The World Heritage Committee (WHC) overlooking conservation of global heritage sites will convene its annual meeting next week in Durban, South Africa, to review 42 proposed sites for inscription on the prestigious World Heritage List.
Extensions for nine sites that have already been inscribed will also be proposed during the 29th session of the WHC under the United Nations Educational, Scientific and Cultural Organization (UNESCO), according to the organization's official website.
The proposed sites include 28 cultural sites, 10 natural sites and 4 mixed sites presented by 44 countries, including Albania, China and the host country South Africa.
Four countries, namely Bahrain, Bosnia-Herzegovina, Gabon and Moldova, could for the first time see one of their sites join the list, said the committee.
The Durban meeting is the first WHC session held in the sub-Saharan Africa since 1972, when the UNESCO approved a convention concerning the protection of the world cultural and natural heritage.
The convention's 178 member countries elect 21 representatives to form the WHC, which designates sites around the world with outstanding cultural values or unique natural beauty and inscribes them on the World Heritage List.
With only 64 cultural sites, 33 natural and 3 mixed sites inscribed, Africa is still "under-represented on the list," the committee said.

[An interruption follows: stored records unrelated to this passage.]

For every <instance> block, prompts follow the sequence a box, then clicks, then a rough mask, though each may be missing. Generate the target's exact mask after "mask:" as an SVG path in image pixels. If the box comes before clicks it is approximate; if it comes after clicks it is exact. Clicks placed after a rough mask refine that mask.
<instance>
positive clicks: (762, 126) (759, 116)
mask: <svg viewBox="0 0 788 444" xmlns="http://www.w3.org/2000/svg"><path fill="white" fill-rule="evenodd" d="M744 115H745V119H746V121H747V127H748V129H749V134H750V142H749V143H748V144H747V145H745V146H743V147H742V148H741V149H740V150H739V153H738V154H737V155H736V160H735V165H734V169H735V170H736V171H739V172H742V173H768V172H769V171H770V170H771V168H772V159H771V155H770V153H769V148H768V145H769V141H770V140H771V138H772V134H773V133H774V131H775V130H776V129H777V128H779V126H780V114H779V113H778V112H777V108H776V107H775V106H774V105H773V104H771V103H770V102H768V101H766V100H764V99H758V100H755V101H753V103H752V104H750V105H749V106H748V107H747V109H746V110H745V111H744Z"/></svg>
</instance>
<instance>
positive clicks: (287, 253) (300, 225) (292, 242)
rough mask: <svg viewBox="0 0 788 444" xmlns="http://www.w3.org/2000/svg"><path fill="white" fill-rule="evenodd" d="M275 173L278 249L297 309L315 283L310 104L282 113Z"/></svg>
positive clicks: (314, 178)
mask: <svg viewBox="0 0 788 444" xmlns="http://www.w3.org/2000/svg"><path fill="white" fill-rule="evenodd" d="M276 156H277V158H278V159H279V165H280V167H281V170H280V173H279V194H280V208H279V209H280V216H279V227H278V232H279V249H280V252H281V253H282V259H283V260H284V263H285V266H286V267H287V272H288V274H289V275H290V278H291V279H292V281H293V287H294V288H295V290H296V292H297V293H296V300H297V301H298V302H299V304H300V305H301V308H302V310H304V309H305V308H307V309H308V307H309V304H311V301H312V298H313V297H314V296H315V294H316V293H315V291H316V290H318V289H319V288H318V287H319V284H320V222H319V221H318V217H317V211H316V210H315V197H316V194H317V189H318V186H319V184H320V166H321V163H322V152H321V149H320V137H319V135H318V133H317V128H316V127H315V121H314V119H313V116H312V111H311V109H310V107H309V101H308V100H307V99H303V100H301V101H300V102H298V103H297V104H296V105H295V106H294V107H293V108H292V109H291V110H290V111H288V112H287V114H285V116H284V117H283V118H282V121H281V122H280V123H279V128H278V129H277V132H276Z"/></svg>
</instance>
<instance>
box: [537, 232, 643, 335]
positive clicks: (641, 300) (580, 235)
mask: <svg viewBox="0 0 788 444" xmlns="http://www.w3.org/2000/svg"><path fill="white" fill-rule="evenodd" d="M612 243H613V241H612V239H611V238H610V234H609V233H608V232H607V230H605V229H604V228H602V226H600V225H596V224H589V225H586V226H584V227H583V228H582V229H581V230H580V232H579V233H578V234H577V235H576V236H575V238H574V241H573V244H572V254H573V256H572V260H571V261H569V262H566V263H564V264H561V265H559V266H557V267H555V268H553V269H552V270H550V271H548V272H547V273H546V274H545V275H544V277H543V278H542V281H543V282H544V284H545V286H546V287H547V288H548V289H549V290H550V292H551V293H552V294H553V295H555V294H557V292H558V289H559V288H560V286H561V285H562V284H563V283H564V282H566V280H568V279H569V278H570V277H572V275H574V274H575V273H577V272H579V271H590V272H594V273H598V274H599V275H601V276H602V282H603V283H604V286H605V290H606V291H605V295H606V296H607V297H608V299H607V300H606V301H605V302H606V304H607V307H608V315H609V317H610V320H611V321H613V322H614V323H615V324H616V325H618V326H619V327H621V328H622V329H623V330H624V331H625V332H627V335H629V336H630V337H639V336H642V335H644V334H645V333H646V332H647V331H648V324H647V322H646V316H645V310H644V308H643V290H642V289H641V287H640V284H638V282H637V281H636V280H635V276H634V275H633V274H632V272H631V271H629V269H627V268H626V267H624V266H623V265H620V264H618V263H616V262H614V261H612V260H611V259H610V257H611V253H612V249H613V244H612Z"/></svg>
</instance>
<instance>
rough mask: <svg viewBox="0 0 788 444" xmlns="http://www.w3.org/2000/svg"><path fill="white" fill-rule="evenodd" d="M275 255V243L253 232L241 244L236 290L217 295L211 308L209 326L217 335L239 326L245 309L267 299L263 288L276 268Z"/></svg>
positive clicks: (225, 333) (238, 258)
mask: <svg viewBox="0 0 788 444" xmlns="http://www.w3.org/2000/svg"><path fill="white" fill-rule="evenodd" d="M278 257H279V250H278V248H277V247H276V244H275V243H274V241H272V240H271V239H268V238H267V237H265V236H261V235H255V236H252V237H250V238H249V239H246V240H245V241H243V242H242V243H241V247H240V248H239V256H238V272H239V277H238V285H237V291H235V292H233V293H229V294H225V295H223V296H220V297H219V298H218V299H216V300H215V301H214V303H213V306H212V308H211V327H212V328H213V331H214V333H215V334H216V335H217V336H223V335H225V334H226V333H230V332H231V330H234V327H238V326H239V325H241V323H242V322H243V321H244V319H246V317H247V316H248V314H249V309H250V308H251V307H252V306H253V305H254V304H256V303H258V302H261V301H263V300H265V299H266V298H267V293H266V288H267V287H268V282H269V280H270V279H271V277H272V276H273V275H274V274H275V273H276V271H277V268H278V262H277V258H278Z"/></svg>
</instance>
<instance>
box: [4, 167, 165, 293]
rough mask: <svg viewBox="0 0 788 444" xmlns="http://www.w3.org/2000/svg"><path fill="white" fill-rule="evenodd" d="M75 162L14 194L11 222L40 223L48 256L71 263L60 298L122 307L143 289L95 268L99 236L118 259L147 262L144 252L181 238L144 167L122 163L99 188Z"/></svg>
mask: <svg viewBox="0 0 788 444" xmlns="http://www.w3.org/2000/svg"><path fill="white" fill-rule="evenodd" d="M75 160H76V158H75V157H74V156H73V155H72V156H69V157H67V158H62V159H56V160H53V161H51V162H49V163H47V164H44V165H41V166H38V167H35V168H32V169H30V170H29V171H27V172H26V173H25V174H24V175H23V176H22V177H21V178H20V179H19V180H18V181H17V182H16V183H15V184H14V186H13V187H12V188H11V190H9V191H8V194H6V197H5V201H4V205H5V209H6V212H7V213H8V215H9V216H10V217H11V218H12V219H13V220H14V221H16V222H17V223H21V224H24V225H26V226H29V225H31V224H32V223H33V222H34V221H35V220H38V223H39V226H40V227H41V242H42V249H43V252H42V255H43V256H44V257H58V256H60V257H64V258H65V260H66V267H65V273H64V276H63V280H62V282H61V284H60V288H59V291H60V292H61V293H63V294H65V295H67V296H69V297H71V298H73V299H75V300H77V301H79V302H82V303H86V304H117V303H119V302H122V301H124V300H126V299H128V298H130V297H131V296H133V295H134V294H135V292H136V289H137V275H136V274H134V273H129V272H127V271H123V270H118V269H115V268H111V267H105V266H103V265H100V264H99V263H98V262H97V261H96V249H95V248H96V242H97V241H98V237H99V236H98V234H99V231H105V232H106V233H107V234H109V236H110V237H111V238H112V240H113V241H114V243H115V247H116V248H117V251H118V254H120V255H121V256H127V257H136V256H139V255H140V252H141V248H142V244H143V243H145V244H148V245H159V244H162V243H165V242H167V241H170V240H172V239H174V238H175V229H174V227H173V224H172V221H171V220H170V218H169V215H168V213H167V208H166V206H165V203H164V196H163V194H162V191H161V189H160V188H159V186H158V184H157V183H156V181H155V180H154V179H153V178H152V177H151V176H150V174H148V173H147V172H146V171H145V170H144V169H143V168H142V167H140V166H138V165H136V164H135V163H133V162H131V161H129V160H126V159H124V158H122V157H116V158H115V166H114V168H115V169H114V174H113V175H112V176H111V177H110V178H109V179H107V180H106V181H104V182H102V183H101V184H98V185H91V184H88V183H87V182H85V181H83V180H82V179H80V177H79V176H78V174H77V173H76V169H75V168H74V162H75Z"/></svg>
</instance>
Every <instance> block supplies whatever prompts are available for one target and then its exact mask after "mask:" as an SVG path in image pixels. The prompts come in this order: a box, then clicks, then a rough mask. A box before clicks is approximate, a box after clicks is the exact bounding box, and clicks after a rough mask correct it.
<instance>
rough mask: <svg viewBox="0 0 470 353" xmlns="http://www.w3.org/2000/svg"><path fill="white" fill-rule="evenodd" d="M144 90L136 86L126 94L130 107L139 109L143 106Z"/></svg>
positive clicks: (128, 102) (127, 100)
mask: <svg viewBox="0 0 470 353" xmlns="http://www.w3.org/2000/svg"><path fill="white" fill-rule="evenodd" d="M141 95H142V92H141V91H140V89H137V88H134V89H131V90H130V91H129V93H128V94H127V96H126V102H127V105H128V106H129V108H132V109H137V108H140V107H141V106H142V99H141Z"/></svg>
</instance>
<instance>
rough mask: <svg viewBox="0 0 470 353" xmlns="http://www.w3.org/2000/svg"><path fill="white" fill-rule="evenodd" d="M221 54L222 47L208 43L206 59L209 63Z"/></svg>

Meanwhile, 17 natural and cultural sites in Africa have been put on the List of World Heritage in Danger, almost half of the world's total.
The committee said 35 sites currently on the List of World Heritage in Danger face serious threat either from chemical or mining, pollution, pillaging, war, poorly managed tourism or poaching.
The WHC will organize a special event, called Partners for Africa, during the meeting from July 10 to focus on Africa's heritage and the action taken by UNESCO partners to safeguard it.
Credibility of the list, conservation of the sites, capacity-building and raising awareness among the public and youth are among topics discussed.
To date, the 1972 convention protects 788 sites "of outstanding universal value" located in 134 member countries and includes 611 cultural sites, 154 natural and 23 mixed sites.